Where is the mad scientist?

This weekend the small horrors invading streets in the US and around the world will include a familiar trope: the mad scientist. With wild hair, a lab coat, and safety glasses, we know that she is pushing the boundaries of knowledge. But when and why did this become scary?

In her recent Discover Magazine article, Kate Golembiewski explores the origins of mad scientists in science fiction and horror stories providing a glimpse of how our society views science and how stories can help guide our relationship with new discoveries.

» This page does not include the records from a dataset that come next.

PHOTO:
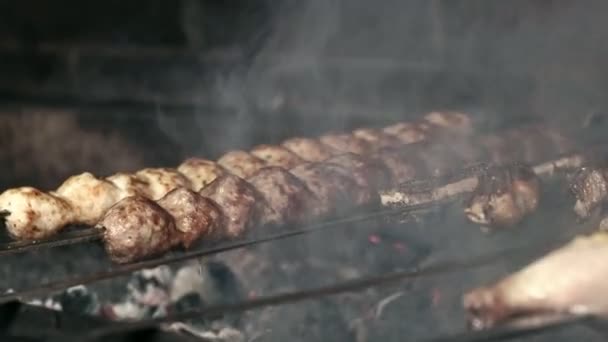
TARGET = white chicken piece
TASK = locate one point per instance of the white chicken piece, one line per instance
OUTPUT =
(570, 280)
(33, 214)
(200, 172)
(89, 196)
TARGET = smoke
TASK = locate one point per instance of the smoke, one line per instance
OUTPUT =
(337, 64)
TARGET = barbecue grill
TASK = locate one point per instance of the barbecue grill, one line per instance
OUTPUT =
(108, 102)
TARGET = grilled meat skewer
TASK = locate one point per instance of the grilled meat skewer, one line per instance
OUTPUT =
(84, 198)
(312, 190)
(499, 196)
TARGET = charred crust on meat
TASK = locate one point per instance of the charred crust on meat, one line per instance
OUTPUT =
(505, 195)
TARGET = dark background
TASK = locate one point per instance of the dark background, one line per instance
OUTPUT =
(113, 85)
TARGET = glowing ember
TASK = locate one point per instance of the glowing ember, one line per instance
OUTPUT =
(375, 239)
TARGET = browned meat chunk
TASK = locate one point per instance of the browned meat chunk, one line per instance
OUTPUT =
(242, 205)
(277, 156)
(346, 143)
(161, 180)
(195, 216)
(331, 186)
(200, 172)
(288, 197)
(241, 163)
(505, 196)
(309, 149)
(135, 228)
(590, 188)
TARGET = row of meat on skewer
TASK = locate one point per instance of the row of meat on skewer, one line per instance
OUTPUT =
(153, 210)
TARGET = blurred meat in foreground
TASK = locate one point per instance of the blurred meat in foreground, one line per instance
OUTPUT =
(570, 280)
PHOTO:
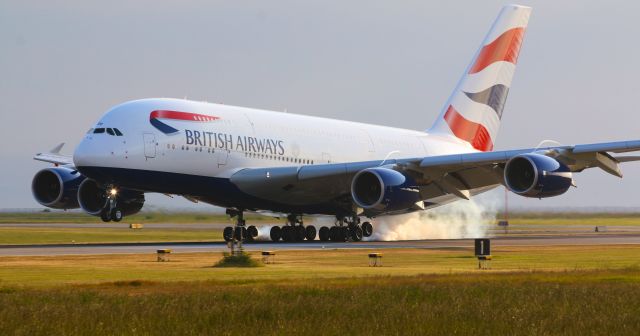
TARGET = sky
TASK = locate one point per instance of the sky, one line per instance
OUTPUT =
(64, 63)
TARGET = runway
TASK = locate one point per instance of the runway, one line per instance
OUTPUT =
(188, 247)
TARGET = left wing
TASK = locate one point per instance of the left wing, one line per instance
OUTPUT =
(441, 179)
(54, 156)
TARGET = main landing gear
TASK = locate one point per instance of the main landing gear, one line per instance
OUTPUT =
(111, 211)
(295, 230)
(240, 231)
(346, 229)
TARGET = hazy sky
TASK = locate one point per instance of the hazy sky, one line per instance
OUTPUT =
(63, 63)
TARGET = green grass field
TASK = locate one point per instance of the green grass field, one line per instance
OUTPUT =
(53, 235)
(558, 291)
(567, 303)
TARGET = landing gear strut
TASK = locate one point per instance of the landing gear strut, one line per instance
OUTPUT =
(111, 211)
(293, 231)
(346, 229)
(239, 232)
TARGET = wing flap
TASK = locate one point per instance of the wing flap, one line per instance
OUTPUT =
(54, 156)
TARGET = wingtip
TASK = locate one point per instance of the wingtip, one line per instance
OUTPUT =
(57, 149)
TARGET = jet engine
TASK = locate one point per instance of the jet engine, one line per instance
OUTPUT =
(92, 198)
(384, 190)
(57, 187)
(536, 175)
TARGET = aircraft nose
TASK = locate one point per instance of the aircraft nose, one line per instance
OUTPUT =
(86, 154)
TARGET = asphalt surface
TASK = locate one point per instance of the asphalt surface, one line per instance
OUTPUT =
(501, 241)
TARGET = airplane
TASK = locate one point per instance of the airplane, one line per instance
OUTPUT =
(251, 160)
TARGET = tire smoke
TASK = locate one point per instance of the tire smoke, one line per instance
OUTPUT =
(461, 219)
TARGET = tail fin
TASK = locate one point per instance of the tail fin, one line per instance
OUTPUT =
(474, 110)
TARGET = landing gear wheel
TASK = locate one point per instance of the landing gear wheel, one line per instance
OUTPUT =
(105, 216)
(334, 233)
(227, 234)
(287, 233)
(310, 232)
(344, 234)
(367, 229)
(324, 233)
(356, 233)
(252, 232)
(275, 233)
(116, 214)
(300, 233)
(241, 232)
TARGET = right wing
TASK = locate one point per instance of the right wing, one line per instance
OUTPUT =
(441, 179)
(54, 156)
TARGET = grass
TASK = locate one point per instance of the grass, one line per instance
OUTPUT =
(46, 271)
(243, 259)
(54, 235)
(561, 290)
(567, 303)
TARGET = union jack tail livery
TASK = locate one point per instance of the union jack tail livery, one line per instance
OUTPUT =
(474, 110)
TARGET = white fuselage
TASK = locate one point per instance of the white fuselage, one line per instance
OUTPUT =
(244, 138)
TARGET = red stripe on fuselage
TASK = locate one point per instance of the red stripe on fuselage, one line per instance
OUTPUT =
(474, 133)
(505, 48)
(176, 115)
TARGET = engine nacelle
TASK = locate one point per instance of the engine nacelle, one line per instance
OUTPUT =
(536, 175)
(57, 187)
(384, 190)
(92, 198)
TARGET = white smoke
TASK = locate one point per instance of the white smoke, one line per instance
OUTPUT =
(264, 232)
(461, 219)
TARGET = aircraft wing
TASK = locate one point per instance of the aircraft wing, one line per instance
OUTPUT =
(54, 156)
(441, 179)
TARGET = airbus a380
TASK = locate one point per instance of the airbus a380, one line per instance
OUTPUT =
(253, 160)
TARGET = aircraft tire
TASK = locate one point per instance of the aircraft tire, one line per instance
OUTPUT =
(252, 232)
(310, 232)
(367, 229)
(275, 233)
(356, 233)
(300, 232)
(241, 233)
(116, 214)
(105, 216)
(344, 234)
(286, 230)
(334, 232)
(324, 233)
(227, 234)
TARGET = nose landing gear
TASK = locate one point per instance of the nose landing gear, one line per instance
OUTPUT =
(111, 211)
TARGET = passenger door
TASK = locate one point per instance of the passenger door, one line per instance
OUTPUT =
(149, 145)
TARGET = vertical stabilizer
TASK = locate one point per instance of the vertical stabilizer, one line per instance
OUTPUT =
(474, 110)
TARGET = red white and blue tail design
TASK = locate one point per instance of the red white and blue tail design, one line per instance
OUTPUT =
(156, 117)
(474, 110)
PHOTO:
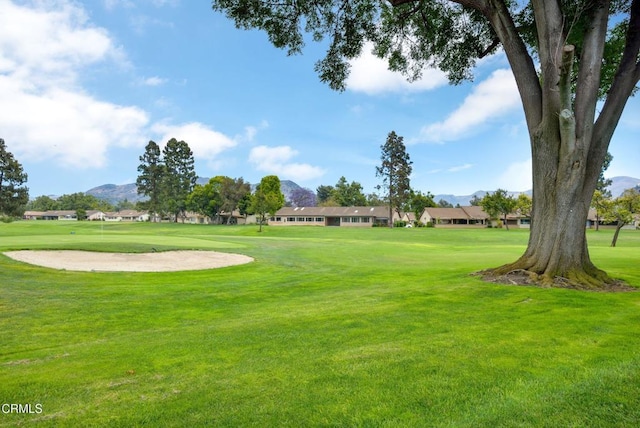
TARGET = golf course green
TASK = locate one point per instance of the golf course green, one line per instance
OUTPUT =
(370, 327)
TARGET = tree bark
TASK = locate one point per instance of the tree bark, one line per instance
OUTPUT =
(614, 241)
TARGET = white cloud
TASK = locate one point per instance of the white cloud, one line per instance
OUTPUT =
(154, 81)
(371, 75)
(517, 177)
(251, 131)
(203, 141)
(459, 167)
(44, 115)
(276, 160)
(491, 98)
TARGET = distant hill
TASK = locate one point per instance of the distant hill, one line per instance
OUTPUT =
(465, 200)
(113, 193)
(620, 184)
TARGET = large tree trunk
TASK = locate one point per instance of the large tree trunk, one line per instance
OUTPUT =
(562, 189)
(619, 226)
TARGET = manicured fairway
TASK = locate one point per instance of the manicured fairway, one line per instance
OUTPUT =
(328, 327)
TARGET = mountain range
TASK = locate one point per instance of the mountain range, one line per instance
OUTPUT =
(113, 193)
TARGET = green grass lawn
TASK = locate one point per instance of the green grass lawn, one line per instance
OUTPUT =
(328, 327)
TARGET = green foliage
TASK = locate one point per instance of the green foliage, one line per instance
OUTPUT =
(418, 202)
(524, 204)
(621, 210)
(326, 328)
(13, 194)
(444, 204)
(499, 203)
(42, 203)
(151, 174)
(82, 201)
(324, 193)
(267, 199)
(475, 201)
(603, 183)
(179, 176)
(395, 170)
(348, 195)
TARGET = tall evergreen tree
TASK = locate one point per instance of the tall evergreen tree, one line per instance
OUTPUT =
(13, 194)
(267, 199)
(151, 174)
(179, 176)
(395, 170)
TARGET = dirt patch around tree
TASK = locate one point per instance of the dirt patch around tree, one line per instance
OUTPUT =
(523, 278)
(165, 261)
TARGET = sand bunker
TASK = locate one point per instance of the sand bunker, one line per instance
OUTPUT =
(129, 262)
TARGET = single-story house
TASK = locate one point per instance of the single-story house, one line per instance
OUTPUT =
(331, 216)
(451, 217)
(469, 216)
(33, 215)
(127, 215)
(60, 215)
(95, 215)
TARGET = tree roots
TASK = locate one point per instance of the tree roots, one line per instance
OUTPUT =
(575, 279)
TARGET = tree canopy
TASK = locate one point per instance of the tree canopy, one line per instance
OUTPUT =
(13, 194)
(395, 170)
(565, 55)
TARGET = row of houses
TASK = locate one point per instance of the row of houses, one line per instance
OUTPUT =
(468, 216)
(93, 215)
(471, 216)
(126, 215)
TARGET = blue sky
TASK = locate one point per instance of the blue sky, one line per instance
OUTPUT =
(84, 85)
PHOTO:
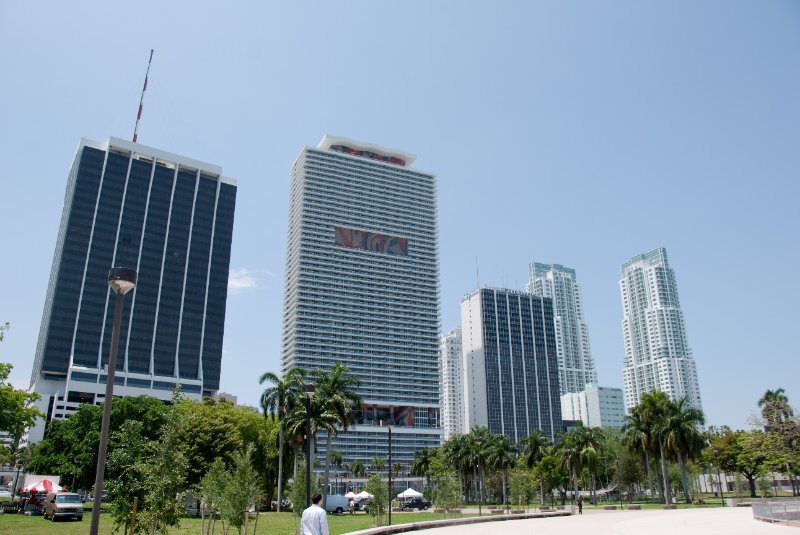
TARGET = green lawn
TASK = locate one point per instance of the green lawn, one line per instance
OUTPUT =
(268, 524)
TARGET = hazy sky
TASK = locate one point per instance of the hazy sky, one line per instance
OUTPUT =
(579, 133)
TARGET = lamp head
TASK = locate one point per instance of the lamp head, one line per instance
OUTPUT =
(122, 280)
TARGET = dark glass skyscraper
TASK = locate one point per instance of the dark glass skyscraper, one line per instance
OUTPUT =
(510, 363)
(168, 217)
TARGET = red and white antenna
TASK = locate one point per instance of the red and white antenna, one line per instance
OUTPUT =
(141, 99)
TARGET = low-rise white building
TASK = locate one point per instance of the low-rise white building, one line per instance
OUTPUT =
(595, 406)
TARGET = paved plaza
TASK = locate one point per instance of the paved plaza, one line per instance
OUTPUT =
(721, 521)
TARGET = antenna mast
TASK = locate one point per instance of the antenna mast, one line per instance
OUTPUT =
(141, 99)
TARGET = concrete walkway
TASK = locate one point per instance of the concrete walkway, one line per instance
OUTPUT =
(721, 521)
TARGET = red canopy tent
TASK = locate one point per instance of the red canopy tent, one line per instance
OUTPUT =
(44, 485)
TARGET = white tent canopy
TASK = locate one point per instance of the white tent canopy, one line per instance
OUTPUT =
(409, 493)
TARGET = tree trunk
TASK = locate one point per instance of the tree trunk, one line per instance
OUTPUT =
(684, 478)
(327, 468)
(575, 483)
(659, 481)
(667, 489)
(505, 493)
(751, 481)
(649, 473)
(280, 464)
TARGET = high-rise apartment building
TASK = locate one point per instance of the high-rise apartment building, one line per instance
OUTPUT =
(362, 288)
(657, 354)
(575, 364)
(168, 217)
(595, 406)
(510, 363)
(452, 368)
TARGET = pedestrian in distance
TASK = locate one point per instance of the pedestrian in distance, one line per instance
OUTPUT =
(315, 519)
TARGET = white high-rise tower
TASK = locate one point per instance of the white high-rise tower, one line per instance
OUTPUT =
(657, 354)
(451, 362)
(575, 364)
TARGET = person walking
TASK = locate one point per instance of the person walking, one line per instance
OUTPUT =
(315, 519)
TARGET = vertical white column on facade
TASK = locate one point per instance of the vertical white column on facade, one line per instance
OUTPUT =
(185, 274)
(499, 369)
(511, 365)
(524, 366)
(139, 256)
(114, 260)
(161, 276)
(88, 254)
(208, 280)
(536, 367)
(547, 366)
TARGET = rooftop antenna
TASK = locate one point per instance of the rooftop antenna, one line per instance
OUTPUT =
(141, 99)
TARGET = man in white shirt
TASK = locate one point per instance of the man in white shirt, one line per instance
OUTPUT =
(315, 519)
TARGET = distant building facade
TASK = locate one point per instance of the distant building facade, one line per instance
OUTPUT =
(452, 368)
(171, 219)
(510, 363)
(362, 288)
(657, 353)
(575, 365)
(595, 406)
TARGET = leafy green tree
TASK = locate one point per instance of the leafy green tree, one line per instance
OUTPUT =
(17, 409)
(164, 477)
(380, 498)
(738, 451)
(532, 448)
(683, 438)
(501, 456)
(240, 490)
(70, 446)
(335, 396)
(775, 407)
(277, 401)
(212, 487)
(448, 494)
(638, 439)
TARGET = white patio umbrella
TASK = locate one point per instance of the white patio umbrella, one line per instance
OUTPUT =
(409, 493)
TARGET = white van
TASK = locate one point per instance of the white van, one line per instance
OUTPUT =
(336, 503)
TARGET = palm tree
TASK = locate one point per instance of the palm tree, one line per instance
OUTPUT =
(532, 449)
(456, 452)
(377, 464)
(501, 455)
(682, 436)
(421, 465)
(276, 401)
(655, 408)
(775, 408)
(579, 450)
(637, 439)
(335, 395)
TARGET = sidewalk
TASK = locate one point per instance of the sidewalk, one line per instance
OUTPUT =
(717, 521)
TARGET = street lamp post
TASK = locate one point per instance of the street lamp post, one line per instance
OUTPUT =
(122, 281)
(389, 427)
(308, 391)
(480, 485)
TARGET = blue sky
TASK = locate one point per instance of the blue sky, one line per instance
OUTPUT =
(579, 133)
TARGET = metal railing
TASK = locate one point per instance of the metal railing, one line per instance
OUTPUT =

The idea of the mad scientist, she suggests, arose as science became impenetrable to ordinary people and detached from the humanities. The word “scientist” was not invented until 1833. Still, early literary examples such as Doctor Victor Frankenstein already include the key elements: a heedless desire for ‘hidden knowledge’ without considering the consequences. The first feature-length science-fiction movie, Metropolis, features an inventor whose robot, created to replace his lover, is set to destroy the city. But the stories we tell in movies and science fiction can also play a positive role. They can give us all a chance to ponder the consequences of research that is just emerging. They reconnect science to moral guidance. Perhaps current efforts to consider the environmental, social and governance (ESG) consequences of research and development are also reducing the risk of madness? In a quote from Metropolis: “The mediator between the head and the hands must be the heart.”